La búsqueda de las cosas perdidas está entorpecida por los hábitos rutinarios, dice el narrador, y es por eso que cuesta tanto trabajo encontrarlas. El novelista es quien conoce el itinerario de su propia fórmula narrativa y sabe buscar en su propia red de referencias la punta del hilo perdida que le servirá para renovar el horizonte nuevo de su narración, su variación inédita, sin caer en un error de cálculo, en un círculo vicioso, el que los matemáticos expresan con el signo del infinito. Es casi un trabajo probabilístico, una forma de jugar con las combinaciones de los materiales propios, sin salirse de la esfera de ellos, de su escala inicial.

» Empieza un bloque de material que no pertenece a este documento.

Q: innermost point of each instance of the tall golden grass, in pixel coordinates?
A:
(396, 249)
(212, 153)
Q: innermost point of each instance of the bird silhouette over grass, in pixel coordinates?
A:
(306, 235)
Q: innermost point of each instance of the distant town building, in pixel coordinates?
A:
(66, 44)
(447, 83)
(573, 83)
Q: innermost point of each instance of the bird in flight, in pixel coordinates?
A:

Cuando se desborda la prosperidad y fertilidad del pueblo, cuando trasciende sus parámetros naturales, en especial cuando se multiplican extraordinariamente los chivos, las vacas y la plata de Aureliano Segundo, Úrsula llega a decir, blandiendo esa fuerza centrífuga con que viene domesticando el infinito y la riqueza desbordante de la novela: «Dios mío, haznos tan pobres como éramos cuando fundamos este pueblo». De una forma equivalente, como si fuera otra narradora que desgrana en una escala manejable la historia, Amaranta comienza a tejer su propia mortaja para poder morirse al anochecer del día en que la termine. El narrador de la novela también sabe que cuando termine de desgranar la última casilla indivisible de la soledad, su último grano impenetrable, habrá acabado la cuenta de la historia. Y solo quedará por agregar aquel apéndice postergado desde el comienzo, ese minúsculo límite definitivo: la cola de cerdo que anuncia el Apocalipsis.